Egyptian authorities on Wednesday detained senior Muslim Brotherhood figure Essam al-Erian, one of the last few leaders of the Islamist movement to have escaped a security crackdown.
Egyptian authorities on Wednesday detained senior Muslim Brotherhood figure Essam al-Erian, one of the last few leaders of the Islamist movement to have escaped a security crackdown, the interior ministry said.
Security forces arrested Erian, deputy leader of the Brotherhood's Freedom and Justice Party, at dawn in east Cairo where he had been in hiding.
Pictures of Erian circulating on social media, apparently taken during his arrest, showed him smiling and making a gesture symbolizing the rejection of the military's ouster of Islamist president Mohamed Mursi in July.

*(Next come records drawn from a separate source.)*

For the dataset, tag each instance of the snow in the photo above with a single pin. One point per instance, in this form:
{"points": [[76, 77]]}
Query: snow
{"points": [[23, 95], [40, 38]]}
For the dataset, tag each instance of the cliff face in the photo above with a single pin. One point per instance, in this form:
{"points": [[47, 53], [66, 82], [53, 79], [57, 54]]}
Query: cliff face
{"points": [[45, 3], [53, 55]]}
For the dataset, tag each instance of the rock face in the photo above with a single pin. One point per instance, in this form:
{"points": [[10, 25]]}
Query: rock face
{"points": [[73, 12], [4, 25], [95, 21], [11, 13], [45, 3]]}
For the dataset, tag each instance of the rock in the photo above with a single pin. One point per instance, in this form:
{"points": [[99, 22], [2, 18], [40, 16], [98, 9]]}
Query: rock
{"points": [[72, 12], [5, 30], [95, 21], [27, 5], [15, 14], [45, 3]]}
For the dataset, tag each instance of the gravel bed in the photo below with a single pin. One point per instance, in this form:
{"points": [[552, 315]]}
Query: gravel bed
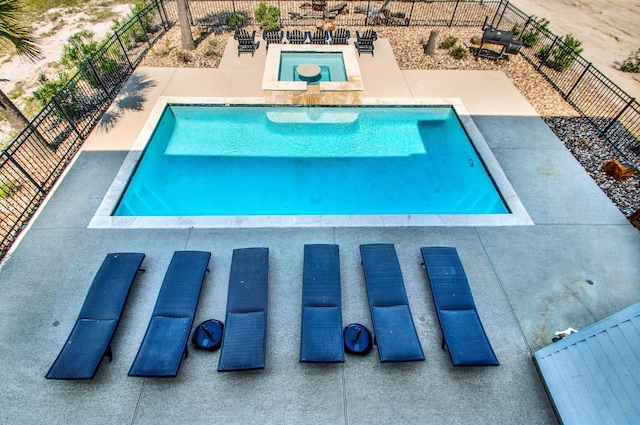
{"points": [[575, 132]]}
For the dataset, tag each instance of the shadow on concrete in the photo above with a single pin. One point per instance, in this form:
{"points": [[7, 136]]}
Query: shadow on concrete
{"points": [[131, 98]]}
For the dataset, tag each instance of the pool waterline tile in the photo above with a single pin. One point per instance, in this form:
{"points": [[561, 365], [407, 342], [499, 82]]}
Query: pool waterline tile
{"points": [[104, 219]]}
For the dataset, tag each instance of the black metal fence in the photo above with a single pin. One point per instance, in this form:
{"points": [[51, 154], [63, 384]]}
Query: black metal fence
{"points": [[351, 13], [31, 164], [613, 113]]}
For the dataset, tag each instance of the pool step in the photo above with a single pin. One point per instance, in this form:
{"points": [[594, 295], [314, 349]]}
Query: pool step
{"points": [[152, 201], [144, 202]]}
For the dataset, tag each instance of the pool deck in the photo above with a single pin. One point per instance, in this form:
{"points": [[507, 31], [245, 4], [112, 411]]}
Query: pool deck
{"points": [[577, 264]]}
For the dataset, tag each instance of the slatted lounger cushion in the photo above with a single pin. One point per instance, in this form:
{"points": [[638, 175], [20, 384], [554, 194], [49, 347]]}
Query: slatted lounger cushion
{"points": [[321, 337], [393, 325], [462, 330], [90, 339], [245, 331], [165, 341]]}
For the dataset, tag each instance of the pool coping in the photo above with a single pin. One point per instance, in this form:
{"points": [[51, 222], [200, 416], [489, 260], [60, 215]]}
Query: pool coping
{"points": [[103, 219]]}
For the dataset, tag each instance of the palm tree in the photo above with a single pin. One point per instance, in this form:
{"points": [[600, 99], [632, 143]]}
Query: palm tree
{"points": [[12, 31]]}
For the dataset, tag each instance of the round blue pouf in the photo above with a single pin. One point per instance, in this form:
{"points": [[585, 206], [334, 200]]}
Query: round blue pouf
{"points": [[357, 339], [208, 335]]}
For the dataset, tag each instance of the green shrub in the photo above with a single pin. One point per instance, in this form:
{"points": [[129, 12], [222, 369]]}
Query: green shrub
{"points": [[184, 57], [448, 43], [8, 188], [78, 49], [268, 17], [234, 20], [632, 63], [458, 52], [146, 18], [212, 48], [562, 54], [532, 36], [48, 88]]}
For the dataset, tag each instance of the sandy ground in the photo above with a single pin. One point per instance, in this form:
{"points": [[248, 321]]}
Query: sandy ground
{"points": [[17, 70], [609, 31]]}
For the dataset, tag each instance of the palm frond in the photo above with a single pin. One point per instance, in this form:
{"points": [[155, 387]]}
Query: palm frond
{"points": [[13, 31]]}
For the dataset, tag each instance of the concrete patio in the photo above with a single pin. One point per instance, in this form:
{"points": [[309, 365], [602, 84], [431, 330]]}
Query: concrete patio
{"points": [[577, 264]]}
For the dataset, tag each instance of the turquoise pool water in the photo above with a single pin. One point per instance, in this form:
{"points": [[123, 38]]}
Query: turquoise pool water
{"points": [[215, 160], [331, 65]]}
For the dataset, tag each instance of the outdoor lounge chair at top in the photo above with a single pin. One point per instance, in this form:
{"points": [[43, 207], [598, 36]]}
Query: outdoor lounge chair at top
{"points": [[318, 36], [246, 42], [272, 37], [364, 42], [341, 36], [462, 330], [394, 330], [296, 37], [165, 341], [321, 329], [90, 339], [245, 332]]}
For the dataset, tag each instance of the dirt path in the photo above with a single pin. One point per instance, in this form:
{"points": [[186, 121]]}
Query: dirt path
{"points": [[19, 72], [609, 31]]}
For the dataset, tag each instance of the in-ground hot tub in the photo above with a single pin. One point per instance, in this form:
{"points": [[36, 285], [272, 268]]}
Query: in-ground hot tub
{"points": [[338, 63]]}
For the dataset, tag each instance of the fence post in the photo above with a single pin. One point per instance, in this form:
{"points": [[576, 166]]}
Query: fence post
{"points": [[578, 80], [124, 51], [66, 117], [93, 68], [413, 2], [23, 171], [186, 3], [144, 30], [604, 132], [453, 15], [504, 9], [524, 28], [164, 18], [544, 58], [495, 15]]}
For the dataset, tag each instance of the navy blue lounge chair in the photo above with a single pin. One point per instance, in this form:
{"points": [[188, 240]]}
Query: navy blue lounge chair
{"points": [[394, 330], [321, 334], [90, 339], [245, 329], [165, 341], [462, 330]]}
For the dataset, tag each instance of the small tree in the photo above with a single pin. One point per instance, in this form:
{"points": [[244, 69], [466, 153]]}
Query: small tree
{"points": [[185, 28], [532, 36], [268, 16], [12, 31]]}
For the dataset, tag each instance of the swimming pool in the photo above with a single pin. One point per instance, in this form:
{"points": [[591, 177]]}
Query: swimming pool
{"points": [[331, 66], [285, 161]]}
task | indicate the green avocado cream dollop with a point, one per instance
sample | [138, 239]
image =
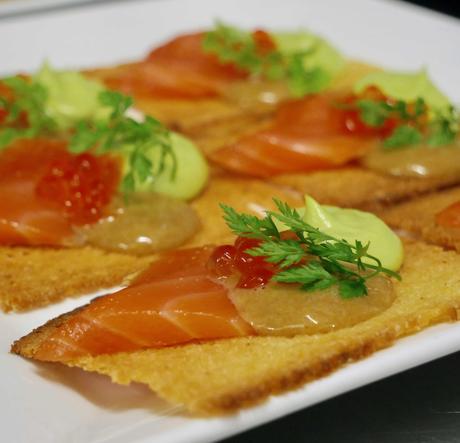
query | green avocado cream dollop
[352, 225]
[319, 53]
[405, 86]
[71, 97]
[192, 170]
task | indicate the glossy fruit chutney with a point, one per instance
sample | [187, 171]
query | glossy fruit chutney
[228, 260]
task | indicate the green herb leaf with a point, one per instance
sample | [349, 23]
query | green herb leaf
[233, 45]
[129, 137]
[28, 103]
[403, 136]
[314, 259]
[444, 128]
[373, 113]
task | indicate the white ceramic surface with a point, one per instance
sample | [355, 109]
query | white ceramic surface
[47, 403]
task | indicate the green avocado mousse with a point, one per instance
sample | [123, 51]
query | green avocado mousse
[353, 225]
[301, 61]
[118, 179]
[154, 159]
[310, 270]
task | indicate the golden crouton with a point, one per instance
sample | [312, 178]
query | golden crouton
[418, 217]
[360, 188]
[33, 277]
[221, 376]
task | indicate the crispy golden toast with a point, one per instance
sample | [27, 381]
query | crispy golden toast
[222, 376]
[361, 188]
[418, 217]
[33, 277]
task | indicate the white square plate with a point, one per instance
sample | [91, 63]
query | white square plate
[50, 403]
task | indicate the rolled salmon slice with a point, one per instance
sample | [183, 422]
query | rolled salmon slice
[305, 135]
[175, 301]
[26, 219]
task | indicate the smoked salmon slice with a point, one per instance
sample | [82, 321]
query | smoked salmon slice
[25, 218]
[180, 69]
[174, 301]
[305, 135]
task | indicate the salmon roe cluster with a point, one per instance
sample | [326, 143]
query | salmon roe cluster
[353, 123]
[227, 260]
[82, 185]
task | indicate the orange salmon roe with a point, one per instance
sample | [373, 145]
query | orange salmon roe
[82, 185]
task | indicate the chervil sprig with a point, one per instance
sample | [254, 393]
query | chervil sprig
[25, 116]
[309, 257]
[442, 129]
[233, 45]
[132, 138]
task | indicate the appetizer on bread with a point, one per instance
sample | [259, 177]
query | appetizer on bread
[289, 285]
[79, 169]
[435, 218]
[288, 107]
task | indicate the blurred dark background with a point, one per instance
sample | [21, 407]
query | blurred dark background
[418, 406]
[451, 7]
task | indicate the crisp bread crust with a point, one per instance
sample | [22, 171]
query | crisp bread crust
[361, 188]
[418, 217]
[221, 376]
[34, 277]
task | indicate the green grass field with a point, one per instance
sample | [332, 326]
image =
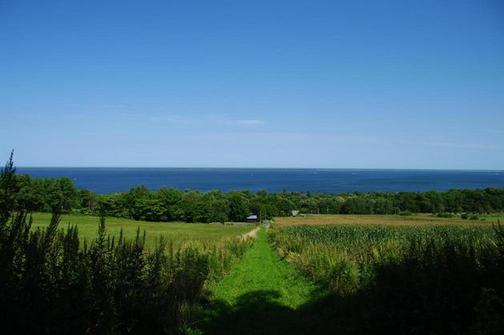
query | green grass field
[392, 220]
[177, 232]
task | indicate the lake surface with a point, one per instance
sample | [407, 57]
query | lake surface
[107, 180]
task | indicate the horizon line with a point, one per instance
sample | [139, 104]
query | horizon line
[259, 168]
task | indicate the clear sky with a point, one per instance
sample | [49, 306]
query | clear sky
[329, 84]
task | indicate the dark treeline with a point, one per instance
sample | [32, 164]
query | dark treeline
[192, 206]
[50, 283]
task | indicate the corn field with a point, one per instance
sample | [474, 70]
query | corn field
[437, 280]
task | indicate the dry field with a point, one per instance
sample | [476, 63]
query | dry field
[392, 220]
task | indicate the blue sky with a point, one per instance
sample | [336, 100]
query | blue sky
[329, 84]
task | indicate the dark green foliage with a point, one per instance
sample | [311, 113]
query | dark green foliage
[191, 206]
[401, 280]
[51, 284]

More than 1,000 people have been killed since Mursi's ouster, and the authorities have detained some 2,000 Islamists, including most of the Muslim Brotherhood's leadership.
Mursi himself has been held incommunicado in military custody since his ouster and is due to go on trial on November 4.
Mursi's detractors accused him of poor governance and charged the Muslim Brotherhood with trying to monopolize power following the 2011 overthrow of longtime ruler Hosni Mubarak.
His supporters deny such allegations and point to the Muslim Brotherhood's victories in a series of polls held after Mubarak's overthrow.